Table 1 Common names, uses and physicochemical properties of pesticides selected and some degradation products. All data were taken from (1)EpiSuite Program V. 4.1 and Lewis, et al. [23]. Compounds with letters in brackets correspond to the degradation products of the parent compound with the same letter in the superscript.
| Compound | Use | Chemical group | Sw (mg L-1) | Koc (ml g-1) | log Kow |
|---|---|---|---|---|---|
| Fluometuron | Herbicide | Phenylurea | 111 | 154.3(1) | 2.28 |
| CGA 92370 (a) | Degradation product | Degradation product | - | - | - |
| DIA (b) | Degradation product | Degradation product | 980 | 130 | 1.15 |
| DEA (c) | Degradation product | Degradation product | 2700 | 110 | 1.51 |
| DET (d) | Degradation product | Degradation product | 327.1 | - | 2.3 |
| Diazoxon (e) | Degradation product | Degradation product | 245.1(1) | 174.7(1) | 2.10(1) |
| Metalaxyl(a) | Fungicide | Acylalanine | 8400 | 162 | 1.75 |
| Simazine(b) | Herbicide | Triazine | 5.0 | 130 | 2.3 |
| Atrazine(b,c) | Herbicide | Triazine | 35 | 100 | 2.7 |
| Terbuthylazine(b,d) | Herbicide | Triazine | 6.6 | 309(1) | 3.4 |
| Diazinon(e) | Insecticide | Organophosphate | 60 | 609 | 3.69 |
| Pyrimethanil | Fungicide | Anilinopyrimidine | 121 | 709.9(1) | 2.84 |
| Acetochlor | Herbicide | Chloroacetamide | 282 | 14 | 4.14 |
| Chlorpyrifos | Insecticide | Organophosphate | 1.05 | 415.1(1) | 4.7 |
| Cyprodinil | Fungicide | Anilinopyrimidine | 13 | 3111(1) | 4.0 |
| Kresoxim-methyl | Fungicide | Strobilurin | 2 | 625.3(1) | 3.4 |
Sw: Water Solubility at 20°C
log Kow: Octanol–water partitioning coefficient at pH 7, 20°C
Koc: Soil sorption coefficient
-: no data available
River water sampling
During 2016 surface water samples were collected at various points in the Cachapoal River basin in Central Chile (located in the region with the greatest pesticide sales in the country), comprising two rivers (Claro and Cachapoal), two creeks (La Cadena and Zamorano) and two irrigation canals (Las Cabras and Tahuilla). This region has an area of 6370 km2 and the main crops are grapes, apples, peaches, plums, cherries, nectarines, pears, oranges, walnuts, avocados and lemons (Figure 1). Two samplings were carried out, one at the end of the summer (April) and the other in winter season (July), with a total of thirty water samples collected (eighteen in April and twelve in July). The samples were taken in 2-L amber glass bottles and transported to the laboratory in coolers with ice. In less than 48 hours, they were passed through nitrocellulose filters with a pore size of 0.45 μm and stored at −20°C until their pre-concentration by SPE.

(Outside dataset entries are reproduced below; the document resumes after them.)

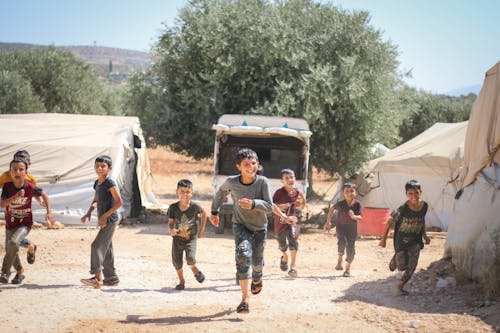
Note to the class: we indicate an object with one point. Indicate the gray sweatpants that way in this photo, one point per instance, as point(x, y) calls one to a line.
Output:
point(13, 240)
point(101, 253)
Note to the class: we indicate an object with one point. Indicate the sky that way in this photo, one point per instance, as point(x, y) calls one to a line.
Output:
point(446, 44)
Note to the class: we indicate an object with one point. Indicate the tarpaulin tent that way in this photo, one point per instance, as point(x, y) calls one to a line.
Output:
point(473, 239)
point(433, 158)
point(63, 148)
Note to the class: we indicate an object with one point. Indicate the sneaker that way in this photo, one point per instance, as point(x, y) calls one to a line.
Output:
point(93, 282)
point(30, 255)
point(4, 278)
point(200, 277)
point(17, 279)
point(114, 281)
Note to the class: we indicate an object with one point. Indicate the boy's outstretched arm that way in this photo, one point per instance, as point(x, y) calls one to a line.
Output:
point(388, 227)
point(87, 215)
point(49, 217)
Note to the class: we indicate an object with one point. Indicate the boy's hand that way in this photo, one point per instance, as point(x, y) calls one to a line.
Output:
point(326, 227)
point(245, 203)
point(102, 222)
point(427, 239)
point(214, 219)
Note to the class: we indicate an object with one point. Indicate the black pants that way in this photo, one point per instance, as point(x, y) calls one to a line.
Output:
point(346, 236)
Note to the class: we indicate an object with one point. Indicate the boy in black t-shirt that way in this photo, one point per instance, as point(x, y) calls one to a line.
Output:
point(183, 219)
point(409, 229)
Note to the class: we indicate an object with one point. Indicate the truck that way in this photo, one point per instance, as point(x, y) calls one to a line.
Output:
point(280, 142)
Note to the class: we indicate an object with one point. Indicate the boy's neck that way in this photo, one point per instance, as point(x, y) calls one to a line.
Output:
point(247, 180)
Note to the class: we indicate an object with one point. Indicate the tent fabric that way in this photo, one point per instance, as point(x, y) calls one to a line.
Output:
point(483, 136)
point(433, 158)
point(473, 240)
point(63, 148)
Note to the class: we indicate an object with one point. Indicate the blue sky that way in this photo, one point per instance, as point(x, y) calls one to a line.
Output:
point(447, 44)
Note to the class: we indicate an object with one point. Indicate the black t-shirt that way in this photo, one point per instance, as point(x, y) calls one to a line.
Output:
point(409, 226)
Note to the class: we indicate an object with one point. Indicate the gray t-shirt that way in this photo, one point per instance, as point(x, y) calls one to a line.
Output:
point(256, 218)
point(104, 198)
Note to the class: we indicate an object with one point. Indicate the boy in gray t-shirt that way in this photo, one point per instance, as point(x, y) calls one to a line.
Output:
point(252, 203)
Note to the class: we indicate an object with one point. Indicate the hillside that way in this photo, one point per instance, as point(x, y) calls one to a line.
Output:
point(112, 65)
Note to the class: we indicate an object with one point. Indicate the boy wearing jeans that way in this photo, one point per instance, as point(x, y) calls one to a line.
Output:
point(252, 203)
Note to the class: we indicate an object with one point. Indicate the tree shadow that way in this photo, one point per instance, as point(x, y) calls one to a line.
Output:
point(179, 320)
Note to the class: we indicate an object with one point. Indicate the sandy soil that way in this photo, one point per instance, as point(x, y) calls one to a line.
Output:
point(51, 299)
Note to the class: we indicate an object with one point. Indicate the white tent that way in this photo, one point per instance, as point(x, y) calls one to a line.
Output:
point(433, 158)
point(63, 149)
point(473, 239)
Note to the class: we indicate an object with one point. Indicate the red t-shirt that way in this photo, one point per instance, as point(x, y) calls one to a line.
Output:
point(18, 213)
point(281, 196)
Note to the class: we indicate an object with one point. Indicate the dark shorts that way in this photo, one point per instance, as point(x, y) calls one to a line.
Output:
point(181, 245)
point(291, 235)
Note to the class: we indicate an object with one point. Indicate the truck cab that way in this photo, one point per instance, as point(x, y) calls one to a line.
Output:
point(280, 142)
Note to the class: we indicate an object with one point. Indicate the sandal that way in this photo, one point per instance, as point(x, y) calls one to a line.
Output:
point(93, 282)
point(17, 279)
point(30, 256)
point(200, 277)
point(256, 287)
point(283, 264)
point(243, 308)
point(114, 281)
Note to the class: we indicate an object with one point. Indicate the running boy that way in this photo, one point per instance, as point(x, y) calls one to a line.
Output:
point(183, 217)
point(4, 178)
point(409, 229)
point(252, 203)
point(16, 200)
point(288, 198)
point(108, 200)
point(347, 227)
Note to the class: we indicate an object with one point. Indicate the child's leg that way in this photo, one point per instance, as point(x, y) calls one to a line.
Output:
point(351, 235)
point(99, 248)
point(413, 253)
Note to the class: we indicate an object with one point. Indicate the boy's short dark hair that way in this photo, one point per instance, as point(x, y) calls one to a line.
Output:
point(104, 159)
point(412, 184)
point(349, 185)
point(18, 160)
point(246, 153)
point(184, 183)
point(23, 155)
point(286, 172)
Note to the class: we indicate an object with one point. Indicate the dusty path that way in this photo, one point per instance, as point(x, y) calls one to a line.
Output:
point(319, 300)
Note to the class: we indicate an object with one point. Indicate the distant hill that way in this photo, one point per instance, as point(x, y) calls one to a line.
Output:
point(464, 91)
point(112, 65)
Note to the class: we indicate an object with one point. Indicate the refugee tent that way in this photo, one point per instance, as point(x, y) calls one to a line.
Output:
point(433, 158)
point(63, 148)
point(473, 239)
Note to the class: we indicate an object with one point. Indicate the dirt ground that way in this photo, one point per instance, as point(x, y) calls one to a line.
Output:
point(51, 298)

Figure 1 Map of land use of Cachapoal River basin (Central Chile) and surface sampling points. Self-elaboration based on data Fruit Catastro year 2015 [24].
Analytical methodology and GC-MS chromatographic conditions
The effects of sorbent type, the solvent used in the elution and pre-concentrated sample volume were previously evaluated to optimize the pre-concentration process by SPE. Five SPE sorbents for extracting the compounds of interest were compared Oasis HLB (60 mg, Waters), LiChrolut EN (200 mg, Merck), Strata X (60 mg, Phenomenex), silica C18 (Sep-Pak Plus 900 mg, Waters) and carbon (SampliQ 500 mg, Agilent)). The procedure was followed as indicated by Herrero-Hernández, et al. [21]. In brief, they were conditioned with 10 mL of methanol and 10 mL of UHQ water and a volume of 100 mL of UHQ water spiked with all of the analytes at a concentration of 1 μg L-1 was concentrated. The elution was carried out with 8 mL of eluent, which was subsequently evaporated to dryness under a nitrogen stream in an EVA-EC2-L evaporator (VLM GmbH, Bielefeld, Germany). The residue was redissolved in 1.0 mL of methanol and the extract was filtered with 0.45 μm GHP Acrodisc filters for subsequent analysis by GC-MS. The effects of five organic solvents (acetone, acetonitrile, methanol, hexane, ethyl acetate and a combination of acetone and acetonitrile) as eluents and five spiked UHQ water volumes (50, 100, 250, 500 and 1000 mL) were also assessed.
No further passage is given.